Orthogonal frequency division multiplexing (OFDM) is an effective multicarrier modulation technique for mitigating the effect of inter-symbol interference (ISI) in frequency-selective wireless channels. In wireless OFDM systems, the use of differential phase-shift keying (DPSK) eliminates the need for channel estimation at the receiver. However, DPSK limits the number of bits per symbol and results in a 3 dB loss in signal-to-noise ratio (SNR).
If the channel is estimated at the receiver, coherent detection may be used. This permits the use of more efficient multi-amplitude signaling schemes. If the channel state changes slowly, reference pilot symbols or decision-directed channel tracking techniques may be used.
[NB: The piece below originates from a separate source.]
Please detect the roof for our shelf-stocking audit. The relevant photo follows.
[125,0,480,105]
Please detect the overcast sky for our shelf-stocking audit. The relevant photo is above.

On the other hand, if the channel state can change significantly from one symbol to the next due to high Doppler frequency, channel estimation within a single OFDM symbol may be required. This can be achieved using L pilot tones equally spaced across the N sub-channels in the frequency domain.
OFDM systems usually use coding and interleaving across sub-channels to exploit frequency diversity in frequency selective channels. Blind channel estimation techniques allow higher data rates because there is no overhead caused by training symbols. Most of the traditional blind channel estimation techniques, however, ignore the coding information and thus require a large number of OFDM symbols to achieve a sufficiently accurate estimate of the channel. This requirement not only introduces a significant latency in the system, but also limits these techniques to slowly varying channels.
Therefore, there is a need in the art for improved coded orthogonal frequency division multiplexing (OFDM) receivers. In particular, there is a need for improved OFDM receivers that can perform channel estimation within as little as a single symbol and using the minimum possible number of pilots, if any.